When you are sick or injured and heading to the doctor’s office for diagnosis and treatment, here are some good baseline questions to ask once your doctor knows what is wrong:

  • What is the name of my health problem? You’re going to need to know the medical term for your diagnosis. Write it down as it may include terms you are unfamiliar with.
  • Can you explain it to me in simple terms? Now that you know what doctors call your condition, find out what it means in words you can understand and share with others as needed.
  • What may have caused this condition? Will it be permanent? Were you exposed to a contagion? Did overuse cause an injury? Have you developed a hereditary condition? All will be good to know as you develop understanding of what is wrong.
  • How will this condition be treated? If permanent, what can I do to manage it? Will you need medicine? Physical therapy? Bed rest? Your doctor will explain your treatment carefully because unless you are hospitalized, it will be up to you to follow through on the treatment plan.
  • Where can I learn more about this condition?

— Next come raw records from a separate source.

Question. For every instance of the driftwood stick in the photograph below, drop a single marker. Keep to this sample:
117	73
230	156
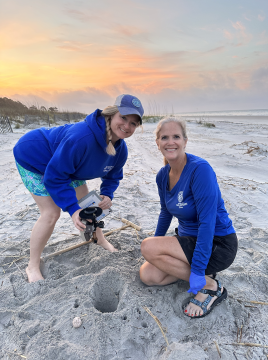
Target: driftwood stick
131	224
81	244
67	249
112	231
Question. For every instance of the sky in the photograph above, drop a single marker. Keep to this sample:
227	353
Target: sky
174	55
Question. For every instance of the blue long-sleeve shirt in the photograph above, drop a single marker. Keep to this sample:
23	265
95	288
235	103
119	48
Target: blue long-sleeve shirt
72	152
197	203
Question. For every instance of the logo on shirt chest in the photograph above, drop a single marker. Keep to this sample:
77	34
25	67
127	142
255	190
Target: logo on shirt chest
180	204
108	168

With so much information and misinformation on the internet, it’s good to ask your doctor to suggest reliable sources of accurate information. If one exists, you’ll probably be pointed to a national organization (the American Cancer Society, the American Diabetes Association, the American Lung Association, for example.) The federal government also offers reliable information through websites for organizations like the National Institute of Health and the national Centers for Disease Control and Prevention.

Clarifying Questions

No matter how hard a doctor tries to explain complex medical issues clearly, and no matter how hard you try to follow, it’s natural for misunderstandings to occur because the medical vocabulary is so specialized. That’s where these clarifying questions will come in handy at any medical visit:

  • I want to be sure I understand. Could you explain that again?
  • I did not understand that word. What does it mean?

You can also rephrase what your doctor said in your own words and then ask, “Is that correct?”

Remember, as the patient, you are an important part in this exchange of health care information, and it’s critical that you understand what you’ve been told.